- 13km 8.1miles K a k a n u i R a n g e H o r s e R a n g e Conical Peak

Highest point
- Peak: Conical Peak, 45°16′20″S 170°34′53″E﻿ / ﻿45.272108°S 170.581369°E
- Elevation: 945 m (3,100 ft)
- Coordinates: 45°16′40″S 170°32′41″E﻿ / ﻿45.27789°S 170.54467°E

= Horse Range (New Zealand) =

Mountain range in New Zealand

The Horse Range is a range of hills located inland from Oamaru in the South Island of New Zealand. The other side of the range is to the north east of the Shag River valley that contains the lower part of The Pigroot. The Horse Range transitions inland to the higher Kakanui Range.

==Geology==
The range is part of a fault scarp structure whose Waihemo fault strands extend from the Mackenzie Basin to the coast. The Horse Range Formation is a distinct Cretaceous sedimentary structure associated with the range and the south east portion of the scarp. It has become cemented with calcite, partially explained by later overlying marine sediments.

The stratigraphy in the range passes from the highest marine sandstone Herbert Formation formed before about 75 million years ago to the Taratu Formation that overtops the most recent Horse Range Formation that is about 88 million years old. A layer in some of the Horse Range Formation is a ignimbrite rhyolitic deposit from what must have been a surface eruption at about 112 million years ago. Underneath this is the basement of metamorphosed quartzofeldpathic semischist sedimentary rocks of the Rakaia Terrane.
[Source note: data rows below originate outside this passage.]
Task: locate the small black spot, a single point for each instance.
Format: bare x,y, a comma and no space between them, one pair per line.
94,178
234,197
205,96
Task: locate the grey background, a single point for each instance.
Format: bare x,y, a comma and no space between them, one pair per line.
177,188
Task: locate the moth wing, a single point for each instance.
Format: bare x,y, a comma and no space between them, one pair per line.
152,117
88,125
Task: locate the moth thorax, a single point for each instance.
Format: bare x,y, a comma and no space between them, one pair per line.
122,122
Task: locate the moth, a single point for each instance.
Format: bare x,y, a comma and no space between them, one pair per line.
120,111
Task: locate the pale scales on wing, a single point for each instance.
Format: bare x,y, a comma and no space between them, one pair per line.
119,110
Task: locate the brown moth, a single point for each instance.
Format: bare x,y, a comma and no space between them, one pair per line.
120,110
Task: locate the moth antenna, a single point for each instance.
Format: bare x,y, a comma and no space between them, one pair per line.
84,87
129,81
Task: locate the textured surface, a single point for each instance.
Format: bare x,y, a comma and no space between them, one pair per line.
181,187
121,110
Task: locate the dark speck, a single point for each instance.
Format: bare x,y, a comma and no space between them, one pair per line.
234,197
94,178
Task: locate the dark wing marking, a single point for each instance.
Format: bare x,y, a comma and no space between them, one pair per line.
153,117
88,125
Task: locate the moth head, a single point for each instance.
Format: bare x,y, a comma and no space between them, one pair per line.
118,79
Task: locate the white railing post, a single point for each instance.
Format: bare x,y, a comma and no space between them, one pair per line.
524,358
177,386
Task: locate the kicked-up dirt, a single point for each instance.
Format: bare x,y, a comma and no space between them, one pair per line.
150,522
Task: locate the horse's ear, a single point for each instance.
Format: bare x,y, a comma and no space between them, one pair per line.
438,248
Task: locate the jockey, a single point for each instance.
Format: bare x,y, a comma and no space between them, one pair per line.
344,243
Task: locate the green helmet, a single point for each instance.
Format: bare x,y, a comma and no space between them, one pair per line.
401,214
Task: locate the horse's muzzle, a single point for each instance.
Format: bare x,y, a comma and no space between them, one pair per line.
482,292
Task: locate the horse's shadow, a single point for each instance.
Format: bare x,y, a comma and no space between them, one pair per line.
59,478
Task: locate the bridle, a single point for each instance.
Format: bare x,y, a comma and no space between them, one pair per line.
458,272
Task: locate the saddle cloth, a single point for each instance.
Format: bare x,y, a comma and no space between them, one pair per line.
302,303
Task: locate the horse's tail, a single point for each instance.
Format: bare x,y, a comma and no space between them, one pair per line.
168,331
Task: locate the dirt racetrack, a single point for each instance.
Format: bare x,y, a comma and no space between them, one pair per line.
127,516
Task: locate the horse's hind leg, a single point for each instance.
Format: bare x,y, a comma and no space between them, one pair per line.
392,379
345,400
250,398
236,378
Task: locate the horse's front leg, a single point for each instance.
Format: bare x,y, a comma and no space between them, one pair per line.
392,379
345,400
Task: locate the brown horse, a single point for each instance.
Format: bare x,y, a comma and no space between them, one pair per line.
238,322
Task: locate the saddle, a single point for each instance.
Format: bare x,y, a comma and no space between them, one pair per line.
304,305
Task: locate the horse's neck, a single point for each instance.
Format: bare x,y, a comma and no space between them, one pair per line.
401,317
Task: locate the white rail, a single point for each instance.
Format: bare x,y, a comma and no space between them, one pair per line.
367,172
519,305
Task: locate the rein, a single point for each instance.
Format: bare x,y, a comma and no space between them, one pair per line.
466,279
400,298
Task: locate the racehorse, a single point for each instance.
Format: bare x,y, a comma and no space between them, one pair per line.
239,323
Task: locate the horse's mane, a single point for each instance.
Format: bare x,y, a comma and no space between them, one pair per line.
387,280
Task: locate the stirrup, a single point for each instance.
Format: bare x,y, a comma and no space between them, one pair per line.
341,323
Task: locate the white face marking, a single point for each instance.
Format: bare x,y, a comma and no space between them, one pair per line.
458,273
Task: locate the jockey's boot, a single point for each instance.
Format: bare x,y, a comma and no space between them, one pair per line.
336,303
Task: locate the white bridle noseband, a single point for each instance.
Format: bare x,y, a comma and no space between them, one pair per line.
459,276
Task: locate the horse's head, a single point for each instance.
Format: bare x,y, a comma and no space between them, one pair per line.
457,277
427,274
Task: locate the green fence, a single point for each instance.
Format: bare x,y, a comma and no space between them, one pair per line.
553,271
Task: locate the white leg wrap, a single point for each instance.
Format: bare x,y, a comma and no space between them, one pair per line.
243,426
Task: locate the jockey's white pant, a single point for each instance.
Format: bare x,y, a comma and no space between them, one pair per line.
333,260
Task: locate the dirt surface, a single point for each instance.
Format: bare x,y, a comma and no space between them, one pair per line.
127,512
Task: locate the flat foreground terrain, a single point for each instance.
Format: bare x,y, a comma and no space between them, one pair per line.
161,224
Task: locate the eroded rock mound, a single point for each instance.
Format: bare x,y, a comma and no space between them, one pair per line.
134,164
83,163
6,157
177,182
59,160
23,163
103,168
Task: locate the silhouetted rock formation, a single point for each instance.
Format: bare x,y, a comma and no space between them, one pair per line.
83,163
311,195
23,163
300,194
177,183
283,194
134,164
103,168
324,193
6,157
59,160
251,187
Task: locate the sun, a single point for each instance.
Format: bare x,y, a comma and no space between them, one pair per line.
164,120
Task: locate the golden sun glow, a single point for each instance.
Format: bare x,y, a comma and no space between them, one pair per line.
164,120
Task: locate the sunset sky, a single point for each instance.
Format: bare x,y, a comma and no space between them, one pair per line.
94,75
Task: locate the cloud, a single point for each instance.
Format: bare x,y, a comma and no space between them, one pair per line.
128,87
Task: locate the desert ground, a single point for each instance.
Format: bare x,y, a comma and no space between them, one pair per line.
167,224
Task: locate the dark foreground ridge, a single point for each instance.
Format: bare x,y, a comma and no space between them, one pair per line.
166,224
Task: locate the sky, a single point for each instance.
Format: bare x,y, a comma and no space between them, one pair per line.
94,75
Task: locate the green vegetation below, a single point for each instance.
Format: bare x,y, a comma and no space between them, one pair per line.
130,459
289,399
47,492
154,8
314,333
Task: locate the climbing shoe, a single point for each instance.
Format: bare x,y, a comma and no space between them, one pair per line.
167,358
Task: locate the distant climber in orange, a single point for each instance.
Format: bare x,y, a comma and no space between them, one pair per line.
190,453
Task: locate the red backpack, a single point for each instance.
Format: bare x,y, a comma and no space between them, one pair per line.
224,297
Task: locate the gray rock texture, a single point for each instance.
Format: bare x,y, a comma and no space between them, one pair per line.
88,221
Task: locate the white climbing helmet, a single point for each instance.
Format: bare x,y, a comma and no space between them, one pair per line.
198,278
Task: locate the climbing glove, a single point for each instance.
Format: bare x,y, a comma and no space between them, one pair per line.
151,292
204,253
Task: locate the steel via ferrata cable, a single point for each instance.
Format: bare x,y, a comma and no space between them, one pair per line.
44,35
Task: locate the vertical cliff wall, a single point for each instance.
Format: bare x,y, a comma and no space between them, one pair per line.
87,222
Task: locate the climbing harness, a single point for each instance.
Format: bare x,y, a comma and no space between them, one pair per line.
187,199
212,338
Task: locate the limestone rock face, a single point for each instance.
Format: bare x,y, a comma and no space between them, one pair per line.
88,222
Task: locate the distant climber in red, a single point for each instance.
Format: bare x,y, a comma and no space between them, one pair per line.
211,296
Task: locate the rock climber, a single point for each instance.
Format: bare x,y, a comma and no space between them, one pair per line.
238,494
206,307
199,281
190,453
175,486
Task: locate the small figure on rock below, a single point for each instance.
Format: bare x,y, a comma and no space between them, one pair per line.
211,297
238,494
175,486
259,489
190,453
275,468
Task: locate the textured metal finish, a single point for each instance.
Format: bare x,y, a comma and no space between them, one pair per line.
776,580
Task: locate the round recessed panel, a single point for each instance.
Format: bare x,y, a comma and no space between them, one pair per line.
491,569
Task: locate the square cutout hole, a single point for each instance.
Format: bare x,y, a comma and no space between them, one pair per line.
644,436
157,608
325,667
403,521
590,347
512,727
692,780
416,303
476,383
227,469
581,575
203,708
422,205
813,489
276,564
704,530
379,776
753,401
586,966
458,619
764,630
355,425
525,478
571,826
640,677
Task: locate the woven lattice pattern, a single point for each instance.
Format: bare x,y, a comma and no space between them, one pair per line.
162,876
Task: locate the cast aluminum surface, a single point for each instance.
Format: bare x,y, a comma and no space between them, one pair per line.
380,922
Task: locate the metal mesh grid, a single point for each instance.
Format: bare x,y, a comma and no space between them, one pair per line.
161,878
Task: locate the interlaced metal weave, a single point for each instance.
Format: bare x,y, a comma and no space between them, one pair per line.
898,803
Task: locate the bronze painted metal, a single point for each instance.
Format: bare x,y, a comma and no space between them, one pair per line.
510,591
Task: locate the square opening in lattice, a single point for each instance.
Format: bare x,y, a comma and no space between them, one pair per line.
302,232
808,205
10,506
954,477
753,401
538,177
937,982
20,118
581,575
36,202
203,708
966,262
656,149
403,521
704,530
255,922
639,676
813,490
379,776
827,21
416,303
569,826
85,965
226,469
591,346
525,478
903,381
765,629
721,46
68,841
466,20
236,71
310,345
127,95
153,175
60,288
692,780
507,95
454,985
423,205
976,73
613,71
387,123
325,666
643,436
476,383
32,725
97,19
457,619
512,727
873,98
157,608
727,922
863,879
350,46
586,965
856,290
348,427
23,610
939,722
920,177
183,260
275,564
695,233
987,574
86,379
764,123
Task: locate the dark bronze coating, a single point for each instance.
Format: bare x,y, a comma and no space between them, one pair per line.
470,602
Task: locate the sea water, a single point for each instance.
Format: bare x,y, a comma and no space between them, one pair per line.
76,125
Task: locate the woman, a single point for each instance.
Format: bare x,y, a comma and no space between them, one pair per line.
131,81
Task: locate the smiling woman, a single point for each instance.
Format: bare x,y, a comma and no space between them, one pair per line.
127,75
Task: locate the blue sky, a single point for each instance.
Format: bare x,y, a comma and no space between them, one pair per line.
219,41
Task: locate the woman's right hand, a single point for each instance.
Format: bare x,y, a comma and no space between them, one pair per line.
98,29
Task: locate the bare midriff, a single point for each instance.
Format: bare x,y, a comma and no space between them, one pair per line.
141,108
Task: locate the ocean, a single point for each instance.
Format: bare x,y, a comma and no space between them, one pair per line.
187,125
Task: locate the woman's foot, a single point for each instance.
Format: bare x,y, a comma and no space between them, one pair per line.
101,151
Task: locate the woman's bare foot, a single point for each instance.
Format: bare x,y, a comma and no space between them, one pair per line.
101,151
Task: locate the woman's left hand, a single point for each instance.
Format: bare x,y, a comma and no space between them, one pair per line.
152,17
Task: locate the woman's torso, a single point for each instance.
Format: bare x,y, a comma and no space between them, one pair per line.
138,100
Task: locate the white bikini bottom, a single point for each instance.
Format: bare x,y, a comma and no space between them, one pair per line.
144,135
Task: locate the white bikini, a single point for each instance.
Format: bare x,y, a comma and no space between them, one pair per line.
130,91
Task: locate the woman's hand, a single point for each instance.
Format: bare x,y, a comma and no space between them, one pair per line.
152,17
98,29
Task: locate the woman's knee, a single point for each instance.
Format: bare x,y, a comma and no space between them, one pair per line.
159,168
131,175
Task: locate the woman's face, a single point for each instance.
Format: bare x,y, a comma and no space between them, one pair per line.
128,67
Between the coast at Shag Point and the Horse Range there are a range of hills called the Blue Mountains (there is another range called the Blue Mountains in Otago). The Blue mountains are associated with a marble layer about 200 m thick which extends about 10 km named the Blue Mountain Formation. This marble has also been mapped at Conical Hill in the middle of the Horse Range, 15 km to the north west of the main Blue Mountain Formation.

==Peaks==

=== Conical Peak ===
The highest point in the Horse Range is Conical Peak, at 945 m.